Auch Nawalnys Anhänger haben ihr Ziel nicht erreicht. Hundert Millionen Menschen hätten seinen Enthüllungsfilm über Putins Palast gesehen, sagte Nawalny in der Vorwoche in der U-Haft. Schon wenn zwei Prozent davon auf die Straße gingen, würde das den Staatschef und dessen Umgebung zur Besinnung bringen. Fraglich, ob gestern 0,2 Prozent des Nawalny-Youtube-Publikums auf Russlands Straßen gewesen sind. Am vergangenen Samstag hatte die BBC Kundgebungen in 122 Städten gezählt. Gestern standen noch gut 60 auf der Facebook-Veranstaltungsliste des Nawalny-Teams. Das Portal tayga.info meldete aus Nowosibirsk 5000 Teilnehmer, etwa tausend mehr als am 23. Jänner. In Tomsk, Krasnojarsk und Wladiwostok demonstrieren dagegen nur mehrere Hundert, in Jakutsk zwanzig. Allerdings bei 43 Grad Frost. Aber auch in „wärmeren“ Städten wie Ischewsk oder Lipezk zählten unabhängige Medien nur dreistellige Teilnehmerzahlen.

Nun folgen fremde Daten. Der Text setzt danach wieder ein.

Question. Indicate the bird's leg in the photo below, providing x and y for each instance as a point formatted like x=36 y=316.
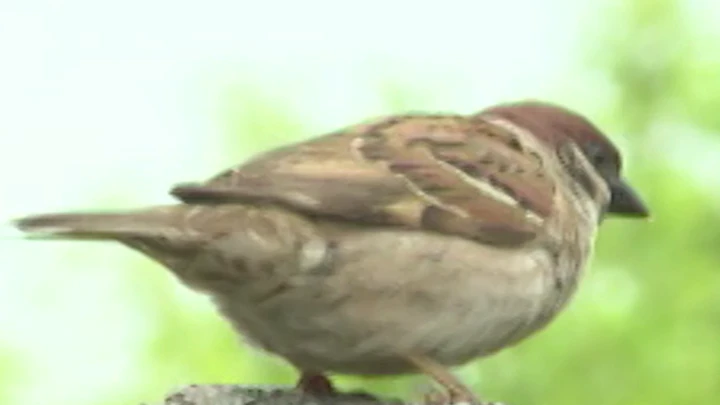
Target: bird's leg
x=455 y=391
x=315 y=384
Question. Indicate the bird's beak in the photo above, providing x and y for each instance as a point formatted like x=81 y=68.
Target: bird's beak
x=625 y=201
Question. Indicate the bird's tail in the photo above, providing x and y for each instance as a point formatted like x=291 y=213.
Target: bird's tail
x=152 y=222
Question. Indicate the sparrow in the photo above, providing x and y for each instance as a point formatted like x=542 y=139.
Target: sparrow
x=405 y=244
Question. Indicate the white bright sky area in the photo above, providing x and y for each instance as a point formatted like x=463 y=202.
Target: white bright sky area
x=123 y=99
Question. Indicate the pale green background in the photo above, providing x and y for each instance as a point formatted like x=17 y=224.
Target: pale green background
x=106 y=104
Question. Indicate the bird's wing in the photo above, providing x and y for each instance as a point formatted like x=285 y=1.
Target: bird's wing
x=460 y=175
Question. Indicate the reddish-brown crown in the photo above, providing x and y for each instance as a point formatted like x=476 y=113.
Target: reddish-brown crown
x=549 y=122
x=556 y=125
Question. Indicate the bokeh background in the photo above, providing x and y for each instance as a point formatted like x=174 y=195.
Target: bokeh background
x=106 y=104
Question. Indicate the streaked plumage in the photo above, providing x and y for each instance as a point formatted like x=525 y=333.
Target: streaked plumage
x=403 y=244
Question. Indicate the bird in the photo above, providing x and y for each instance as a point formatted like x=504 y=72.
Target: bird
x=402 y=244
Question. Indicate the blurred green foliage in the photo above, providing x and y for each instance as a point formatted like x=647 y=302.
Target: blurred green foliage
x=645 y=326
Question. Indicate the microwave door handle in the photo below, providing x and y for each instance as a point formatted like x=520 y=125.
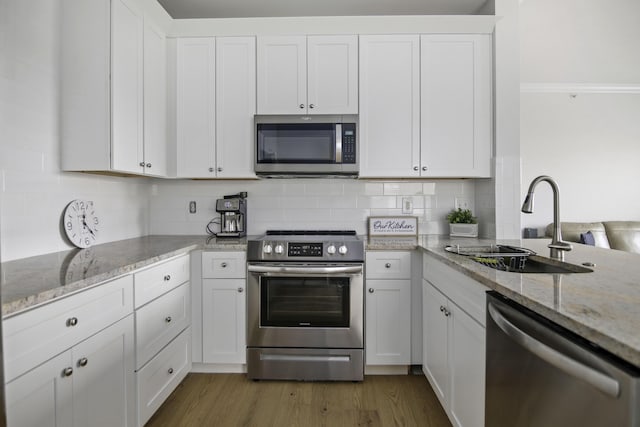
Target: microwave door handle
x=338 y=142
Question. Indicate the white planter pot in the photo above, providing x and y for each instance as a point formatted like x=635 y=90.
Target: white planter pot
x=463 y=230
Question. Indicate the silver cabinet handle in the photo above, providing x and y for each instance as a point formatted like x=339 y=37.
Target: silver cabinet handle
x=600 y=381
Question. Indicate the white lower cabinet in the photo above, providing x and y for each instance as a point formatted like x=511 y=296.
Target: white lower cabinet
x=90 y=384
x=454 y=342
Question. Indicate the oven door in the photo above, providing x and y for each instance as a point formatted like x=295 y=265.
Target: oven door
x=305 y=306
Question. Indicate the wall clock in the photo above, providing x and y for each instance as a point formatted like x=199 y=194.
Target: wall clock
x=81 y=223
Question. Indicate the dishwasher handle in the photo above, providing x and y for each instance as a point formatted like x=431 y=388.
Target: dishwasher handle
x=600 y=381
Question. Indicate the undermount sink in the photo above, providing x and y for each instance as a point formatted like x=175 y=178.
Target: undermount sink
x=516 y=260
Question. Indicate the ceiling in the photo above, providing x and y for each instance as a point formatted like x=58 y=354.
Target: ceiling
x=185 y=9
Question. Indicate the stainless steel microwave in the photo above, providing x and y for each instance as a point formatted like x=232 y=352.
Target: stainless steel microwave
x=306 y=146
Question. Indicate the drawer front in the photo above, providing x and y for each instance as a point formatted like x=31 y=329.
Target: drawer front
x=37 y=335
x=224 y=265
x=160 y=321
x=162 y=375
x=388 y=265
x=465 y=292
x=160 y=278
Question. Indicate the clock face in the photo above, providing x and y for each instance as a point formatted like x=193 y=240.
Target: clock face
x=81 y=223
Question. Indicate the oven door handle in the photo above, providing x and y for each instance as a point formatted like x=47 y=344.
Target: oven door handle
x=351 y=269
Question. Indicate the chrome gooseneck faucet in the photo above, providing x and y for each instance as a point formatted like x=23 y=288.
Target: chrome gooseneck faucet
x=557 y=246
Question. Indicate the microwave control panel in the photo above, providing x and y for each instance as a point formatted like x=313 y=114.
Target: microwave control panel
x=348 y=143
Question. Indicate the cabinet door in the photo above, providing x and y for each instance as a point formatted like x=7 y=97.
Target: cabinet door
x=235 y=106
x=388 y=320
x=332 y=74
x=467 y=365
x=223 y=321
x=435 y=341
x=282 y=75
x=103 y=378
x=126 y=87
x=195 y=109
x=155 y=101
x=42 y=396
x=390 y=106
x=456 y=105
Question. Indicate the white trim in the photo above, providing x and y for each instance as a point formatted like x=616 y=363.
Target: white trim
x=574 y=88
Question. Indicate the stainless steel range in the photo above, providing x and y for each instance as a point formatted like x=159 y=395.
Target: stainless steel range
x=305 y=306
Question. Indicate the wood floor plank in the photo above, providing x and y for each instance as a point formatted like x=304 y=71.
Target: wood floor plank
x=233 y=400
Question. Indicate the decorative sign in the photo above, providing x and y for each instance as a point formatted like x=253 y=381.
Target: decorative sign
x=393 y=226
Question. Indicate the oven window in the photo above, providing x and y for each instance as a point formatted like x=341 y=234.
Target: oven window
x=304 y=302
x=296 y=143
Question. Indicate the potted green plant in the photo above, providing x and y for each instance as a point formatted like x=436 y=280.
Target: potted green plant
x=462 y=223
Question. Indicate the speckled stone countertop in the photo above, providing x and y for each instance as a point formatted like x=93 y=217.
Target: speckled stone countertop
x=603 y=306
x=29 y=282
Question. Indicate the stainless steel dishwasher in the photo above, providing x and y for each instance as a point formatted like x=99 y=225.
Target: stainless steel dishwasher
x=540 y=374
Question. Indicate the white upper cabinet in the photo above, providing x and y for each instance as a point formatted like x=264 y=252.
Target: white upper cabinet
x=195 y=107
x=235 y=106
x=456 y=105
x=389 y=106
x=307 y=75
x=215 y=105
x=107 y=45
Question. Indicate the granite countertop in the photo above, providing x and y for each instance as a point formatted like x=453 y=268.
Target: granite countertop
x=29 y=282
x=603 y=306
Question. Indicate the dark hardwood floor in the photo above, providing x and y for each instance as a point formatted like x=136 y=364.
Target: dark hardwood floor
x=233 y=400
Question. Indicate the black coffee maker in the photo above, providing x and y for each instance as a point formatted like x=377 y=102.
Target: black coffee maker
x=233 y=215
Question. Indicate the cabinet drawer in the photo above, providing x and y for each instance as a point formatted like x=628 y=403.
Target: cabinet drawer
x=160 y=321
x=465 y=292
x=162 y=375
x=38 y=335
x=224 y=265
x=160 y=278
x=388 y=265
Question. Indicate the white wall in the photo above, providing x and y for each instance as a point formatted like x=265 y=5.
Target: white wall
x=33 y=190
x=580 y=107
x=307 y=203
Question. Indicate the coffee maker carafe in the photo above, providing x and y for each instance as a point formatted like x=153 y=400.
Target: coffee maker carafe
x=233 y=215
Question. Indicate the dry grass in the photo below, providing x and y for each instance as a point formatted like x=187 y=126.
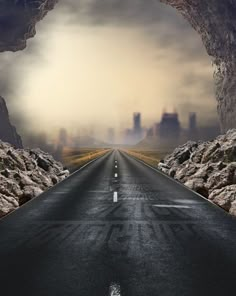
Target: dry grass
x=151 y=157
x=76 y=158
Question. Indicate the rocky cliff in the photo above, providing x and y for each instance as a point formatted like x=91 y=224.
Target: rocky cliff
x=209 y=168
x=18 y=19
x=214 y=20
x=7 y=130
x=24 y=174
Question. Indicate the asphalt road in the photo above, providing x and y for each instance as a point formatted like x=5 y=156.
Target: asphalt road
x=115 y=228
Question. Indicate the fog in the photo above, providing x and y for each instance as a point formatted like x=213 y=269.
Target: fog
x=93 y=63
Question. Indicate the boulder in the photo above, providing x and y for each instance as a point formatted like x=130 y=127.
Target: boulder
x=24 y=174
x=208 y=168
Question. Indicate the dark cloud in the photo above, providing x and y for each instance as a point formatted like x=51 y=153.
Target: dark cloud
x=161 y=24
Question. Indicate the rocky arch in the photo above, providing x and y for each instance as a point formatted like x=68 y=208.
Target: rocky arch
x=214 y=20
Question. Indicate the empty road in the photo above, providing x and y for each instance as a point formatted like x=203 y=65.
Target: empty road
x=118 y=227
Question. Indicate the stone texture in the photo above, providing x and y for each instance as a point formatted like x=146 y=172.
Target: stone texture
x=24 y=174
x=7 y=130
x=215 y=21
x=18 y=19
x=209 y=168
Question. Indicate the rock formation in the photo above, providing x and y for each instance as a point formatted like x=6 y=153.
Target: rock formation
x=214 y=20
x=7 y=131
x=18 y=19
x=24 y=174
x=209 y=168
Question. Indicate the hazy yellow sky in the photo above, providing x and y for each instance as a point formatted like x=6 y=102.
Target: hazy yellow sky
x=85 y=75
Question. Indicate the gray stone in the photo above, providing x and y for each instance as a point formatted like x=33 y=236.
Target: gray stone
x=210 y=169
x=24 y=175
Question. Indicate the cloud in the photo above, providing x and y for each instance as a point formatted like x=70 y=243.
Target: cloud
x=182 y=76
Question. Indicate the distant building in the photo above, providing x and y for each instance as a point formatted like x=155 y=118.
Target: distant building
x=63 y=137
x=192 y=121
x=111 y=135
x=169 y=127
x=137 y=128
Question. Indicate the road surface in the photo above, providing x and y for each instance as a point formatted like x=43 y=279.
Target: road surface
x=117 y=227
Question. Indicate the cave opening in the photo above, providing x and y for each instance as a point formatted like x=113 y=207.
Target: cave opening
x=148 y=36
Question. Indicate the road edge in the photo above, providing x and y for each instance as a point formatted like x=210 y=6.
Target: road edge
x=179 y=183
x=48 y=189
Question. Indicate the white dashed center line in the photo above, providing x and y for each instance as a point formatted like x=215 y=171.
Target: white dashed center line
x=115 y=197
x=172 y=206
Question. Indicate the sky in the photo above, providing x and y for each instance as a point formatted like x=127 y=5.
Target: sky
x=93 y=63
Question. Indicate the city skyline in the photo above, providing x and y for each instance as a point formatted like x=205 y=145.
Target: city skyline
x=107 y=69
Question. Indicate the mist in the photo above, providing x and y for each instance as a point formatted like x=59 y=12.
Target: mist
x=93 y=63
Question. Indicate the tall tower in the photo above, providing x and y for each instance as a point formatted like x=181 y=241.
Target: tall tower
x=192 y=121
x=137 y=123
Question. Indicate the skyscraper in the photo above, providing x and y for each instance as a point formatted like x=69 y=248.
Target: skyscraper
x=137 y=129
x=169 y=127
x=192 y=121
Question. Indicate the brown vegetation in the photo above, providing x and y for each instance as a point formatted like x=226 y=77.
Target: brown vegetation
x=75 y=158
x=151 y=157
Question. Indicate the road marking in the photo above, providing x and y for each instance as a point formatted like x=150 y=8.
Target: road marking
x=114 y=290
x=98 y=191
x=115 y=197
x=172 y=206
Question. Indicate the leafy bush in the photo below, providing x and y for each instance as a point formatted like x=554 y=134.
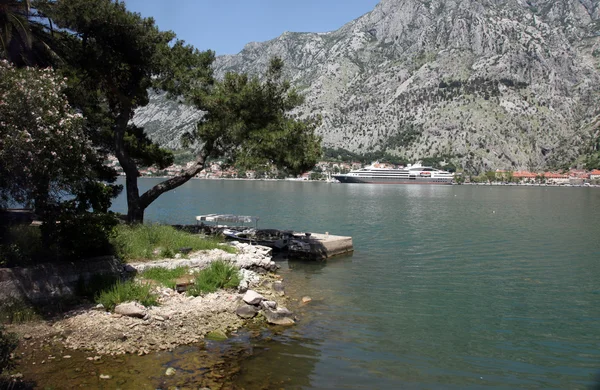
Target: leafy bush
x=96 y=283
x=164 y=276
x=81 y=235
x=127 y=291
x=8 y=343
x=20 y=245
x=15 y=311
x=158 y=241
x=219 y=274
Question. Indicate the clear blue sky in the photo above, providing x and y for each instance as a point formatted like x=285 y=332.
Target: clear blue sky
x=225 y=26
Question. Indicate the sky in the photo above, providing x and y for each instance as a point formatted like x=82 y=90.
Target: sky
x=225 y=26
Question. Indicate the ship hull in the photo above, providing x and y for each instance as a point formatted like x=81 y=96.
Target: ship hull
x=392 y=180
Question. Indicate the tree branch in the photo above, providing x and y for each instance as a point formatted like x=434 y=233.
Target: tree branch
x=150 y=196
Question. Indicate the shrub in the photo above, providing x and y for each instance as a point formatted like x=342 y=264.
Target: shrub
x=20 y=245
x=8 y=343
x=127 y=291
x=218 y=275
x=164 y=276
x=154 y=241
x=16 y=311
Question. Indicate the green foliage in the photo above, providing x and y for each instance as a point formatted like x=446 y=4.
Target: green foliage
x=405 y=137
x=247 y=122
x=164 y=276
x=81 y=235
x=8 y=343
x=90 y=287
x=218 y=275
x=45 y=154
x=20 y=245
x=127 y=291
x=157 y=241
x=16 y=311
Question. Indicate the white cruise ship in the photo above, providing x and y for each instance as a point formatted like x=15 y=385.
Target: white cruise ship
x=377 y=173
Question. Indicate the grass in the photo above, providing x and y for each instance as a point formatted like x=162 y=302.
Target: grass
x=127 y=291
x=218 y=275
x=158 y=241
x=165 y=276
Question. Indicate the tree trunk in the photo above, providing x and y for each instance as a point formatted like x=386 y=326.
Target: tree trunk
x=136 y=204
x=150 y=196
x=135 y=211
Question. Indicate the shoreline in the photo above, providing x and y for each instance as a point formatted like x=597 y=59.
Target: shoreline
x=87 y=337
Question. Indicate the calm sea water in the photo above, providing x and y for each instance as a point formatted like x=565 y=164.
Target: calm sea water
x=448 y=287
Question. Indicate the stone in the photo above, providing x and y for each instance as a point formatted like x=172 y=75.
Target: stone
x=246 y=311
x=281 y=316
x=268 y=305
x=278 y=287
x=131 y=309
x=216 y=335
x=253 y=298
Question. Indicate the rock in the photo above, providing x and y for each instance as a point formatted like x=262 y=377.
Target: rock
x=281 y=316
x=272 y=305
x=131 y=309
x=216 y=335
x=253 y=298
x=246 y=311
x=278 y=287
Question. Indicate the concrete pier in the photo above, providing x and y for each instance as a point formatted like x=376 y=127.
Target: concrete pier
x=321 y=246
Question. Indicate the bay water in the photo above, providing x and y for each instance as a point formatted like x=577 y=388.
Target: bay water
x=448 y=286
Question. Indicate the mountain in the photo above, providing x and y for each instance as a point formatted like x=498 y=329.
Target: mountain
x=486 y=83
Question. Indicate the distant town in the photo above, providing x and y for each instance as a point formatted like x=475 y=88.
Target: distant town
x=324 y=171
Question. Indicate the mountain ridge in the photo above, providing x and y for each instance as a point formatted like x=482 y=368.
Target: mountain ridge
x=490 y=83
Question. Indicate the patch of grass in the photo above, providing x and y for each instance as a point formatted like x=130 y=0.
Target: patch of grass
x=218 y=275
x=159 y=241
x=125 y=292
x=15 y=311
x=165 y=276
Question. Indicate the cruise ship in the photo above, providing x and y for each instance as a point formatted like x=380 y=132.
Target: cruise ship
x=377 y=173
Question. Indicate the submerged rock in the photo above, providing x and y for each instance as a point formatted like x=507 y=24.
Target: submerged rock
x=253 y=298
x=131 y=309
x=281 y=316
x=246 y=311
x=278 y=287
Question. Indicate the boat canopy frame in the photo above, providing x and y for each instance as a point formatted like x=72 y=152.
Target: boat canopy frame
x=230 y=218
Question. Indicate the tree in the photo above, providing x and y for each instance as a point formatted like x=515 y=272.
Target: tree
x=8 y=343
x=114 y=56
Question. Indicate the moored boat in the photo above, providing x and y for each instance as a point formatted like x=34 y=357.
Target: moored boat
x=377 y=173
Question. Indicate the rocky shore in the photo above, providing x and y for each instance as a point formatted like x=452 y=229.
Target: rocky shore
x=178 y=319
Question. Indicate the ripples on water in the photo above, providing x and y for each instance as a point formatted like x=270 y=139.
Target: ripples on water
x=449 y=286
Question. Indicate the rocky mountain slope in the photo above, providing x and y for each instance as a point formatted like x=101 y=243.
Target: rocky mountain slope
x=491 y=83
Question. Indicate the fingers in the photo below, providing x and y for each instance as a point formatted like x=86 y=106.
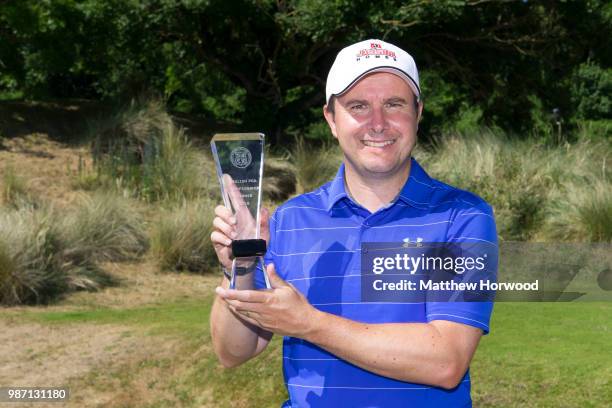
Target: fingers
x=248 y=316
x=275 y=280
x=248 y=296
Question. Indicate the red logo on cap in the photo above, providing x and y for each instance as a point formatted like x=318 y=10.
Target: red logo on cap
x=376 y=51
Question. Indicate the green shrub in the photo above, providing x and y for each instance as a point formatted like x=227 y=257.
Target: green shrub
x=45 y=253
x=535 y=190
x=104 y=227
x=142 y=153
x=34 y=266
x=581 y=212
x=315 y=166
x=180 y=240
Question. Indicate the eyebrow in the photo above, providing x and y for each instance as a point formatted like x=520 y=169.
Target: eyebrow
x=365 y=102
x=352 y=101
x=397 y=99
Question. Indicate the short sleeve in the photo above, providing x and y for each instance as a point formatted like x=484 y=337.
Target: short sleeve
x=473 y=224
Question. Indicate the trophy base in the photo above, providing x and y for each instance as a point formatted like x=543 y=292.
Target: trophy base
x=244 y=248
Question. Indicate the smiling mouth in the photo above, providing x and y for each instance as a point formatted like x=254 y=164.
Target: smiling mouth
x=374 y=143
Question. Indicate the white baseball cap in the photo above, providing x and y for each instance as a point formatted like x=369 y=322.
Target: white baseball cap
x=360 y=59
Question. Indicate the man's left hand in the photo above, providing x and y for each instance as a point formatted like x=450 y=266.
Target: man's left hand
x=282 y=310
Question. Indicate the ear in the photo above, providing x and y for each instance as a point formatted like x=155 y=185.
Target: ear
x=331 y=121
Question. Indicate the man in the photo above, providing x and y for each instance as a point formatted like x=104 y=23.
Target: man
x=339 y=350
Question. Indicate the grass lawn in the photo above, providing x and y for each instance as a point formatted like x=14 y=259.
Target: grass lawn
x=537 y=354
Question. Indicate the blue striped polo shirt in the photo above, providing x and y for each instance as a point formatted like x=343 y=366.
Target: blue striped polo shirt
x=315 y=243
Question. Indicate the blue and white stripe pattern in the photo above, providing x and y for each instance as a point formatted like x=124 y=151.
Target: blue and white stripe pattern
x=315 y=244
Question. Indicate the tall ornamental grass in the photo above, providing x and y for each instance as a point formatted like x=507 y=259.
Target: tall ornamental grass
x=315 y=166
x=45 y=253
x=538 y=192
x=180 y=238
x=142 y=153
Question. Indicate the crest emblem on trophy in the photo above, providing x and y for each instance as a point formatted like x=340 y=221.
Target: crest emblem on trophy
x=239 y=159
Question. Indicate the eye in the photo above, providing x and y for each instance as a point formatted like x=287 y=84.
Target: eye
x=395 y=104
x=357 y=107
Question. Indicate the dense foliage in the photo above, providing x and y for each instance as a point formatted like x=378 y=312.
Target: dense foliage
x=262 y=64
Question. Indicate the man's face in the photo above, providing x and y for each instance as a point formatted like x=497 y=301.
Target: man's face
x=375 y=123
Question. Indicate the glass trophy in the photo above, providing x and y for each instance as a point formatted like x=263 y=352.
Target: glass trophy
x=239 y=161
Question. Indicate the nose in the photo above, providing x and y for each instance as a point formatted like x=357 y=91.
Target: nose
x=378 y=120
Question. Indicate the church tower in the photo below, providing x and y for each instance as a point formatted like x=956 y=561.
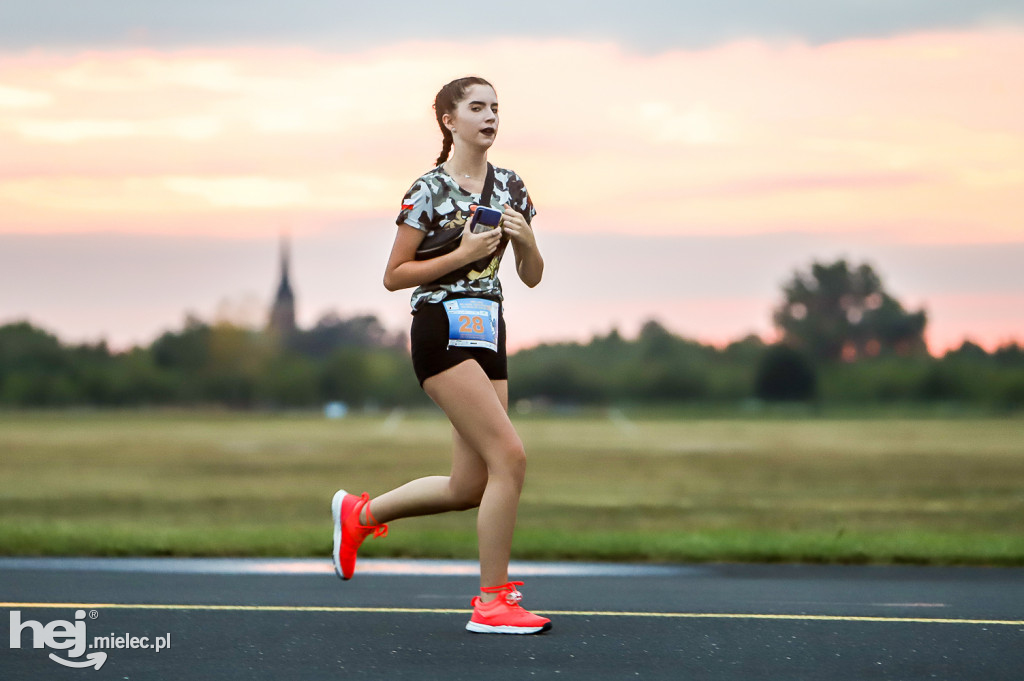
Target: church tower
x=283 y=311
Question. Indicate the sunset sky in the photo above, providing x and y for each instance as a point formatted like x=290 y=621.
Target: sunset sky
x=684 y=159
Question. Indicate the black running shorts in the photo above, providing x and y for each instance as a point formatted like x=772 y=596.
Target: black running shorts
x=431 y=354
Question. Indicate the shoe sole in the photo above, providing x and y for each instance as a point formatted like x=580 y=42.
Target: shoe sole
x=477 y=628
x=339 y=497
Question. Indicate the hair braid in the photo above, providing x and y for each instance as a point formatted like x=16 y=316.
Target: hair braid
x=445 y=146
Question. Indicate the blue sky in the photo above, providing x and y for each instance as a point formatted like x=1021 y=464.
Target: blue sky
x=640 y=25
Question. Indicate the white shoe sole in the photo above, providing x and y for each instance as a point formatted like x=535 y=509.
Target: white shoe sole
x=477 y=628
x=336 y=516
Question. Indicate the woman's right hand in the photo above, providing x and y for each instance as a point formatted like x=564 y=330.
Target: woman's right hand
x=475 y=247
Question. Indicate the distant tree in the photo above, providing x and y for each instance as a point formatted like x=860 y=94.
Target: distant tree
x=785 y=375
x=835 y=312
x=332 y=332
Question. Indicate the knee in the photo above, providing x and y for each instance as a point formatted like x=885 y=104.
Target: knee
x=468 y=495
x=512 y=461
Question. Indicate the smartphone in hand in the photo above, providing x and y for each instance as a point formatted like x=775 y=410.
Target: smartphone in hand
x=484 y=219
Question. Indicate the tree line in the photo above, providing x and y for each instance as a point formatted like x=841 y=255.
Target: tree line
x=844 y=340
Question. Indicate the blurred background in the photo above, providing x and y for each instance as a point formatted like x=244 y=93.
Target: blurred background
x=748 y=210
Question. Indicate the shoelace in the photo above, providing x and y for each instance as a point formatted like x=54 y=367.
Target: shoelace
x=513 y=595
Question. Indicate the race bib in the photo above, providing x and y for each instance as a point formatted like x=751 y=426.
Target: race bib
x=472 y=323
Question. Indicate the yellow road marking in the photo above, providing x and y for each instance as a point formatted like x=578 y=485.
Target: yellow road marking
x=576 y=613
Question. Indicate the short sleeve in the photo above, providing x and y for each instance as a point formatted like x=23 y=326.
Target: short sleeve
x=417 y=207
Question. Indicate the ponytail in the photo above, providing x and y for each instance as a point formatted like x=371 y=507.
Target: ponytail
x=445 y=101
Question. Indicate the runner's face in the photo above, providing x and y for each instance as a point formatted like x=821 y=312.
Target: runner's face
x=475 y=119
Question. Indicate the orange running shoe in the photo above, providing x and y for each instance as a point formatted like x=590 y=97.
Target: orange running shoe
x=348 y=533
x=504 y=614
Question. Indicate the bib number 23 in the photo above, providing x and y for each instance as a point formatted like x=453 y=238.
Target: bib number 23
x=472 y=323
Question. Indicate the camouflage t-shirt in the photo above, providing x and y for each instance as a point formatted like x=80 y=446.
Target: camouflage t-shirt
x=436 y=202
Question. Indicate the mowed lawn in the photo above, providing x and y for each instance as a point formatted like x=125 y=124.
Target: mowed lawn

Was auch auf die massiven Repressalien zurückzuführen ist, allein drei Viertel der Regionalstabschefs Nawalnys landeten nach Angaben seines Mitstreiters Leonid Wolkow hinter Polizeigittern. Auch zahlreiche regionale Journalisten wurden als mutmaßliche Aufwiegler verwarnt oder festgenommen.

Ein Volksaufstand ist nicht in Sicht

Beim Versuch, die Polizei-Phalanx an der Rukasowskaja zu umgehen, geraten etwa 300 Demonstranten in ein verschneites Labyrinth aus Lager- und Fabrikhallen. Ein Mann mit Dreitagebart säubert eine Autowindschutzscheibe vom Schnee: „Wo wollt ihr denn alle hin?“, ruft er den Demonstranten zu. – „Wir sind für Nawalny unterwegs!“ – „Nawalny, wer ist das denn?“ – „Der sitzt im Gefängnis, wir wollen, dass er rauskommt.“ „Aha“, der Mann staunt, „wenn ihr nichts anderes zu tun habt …“ Ein wirklicher Volksaufstand ist in Moskau noch nicht in Sicht.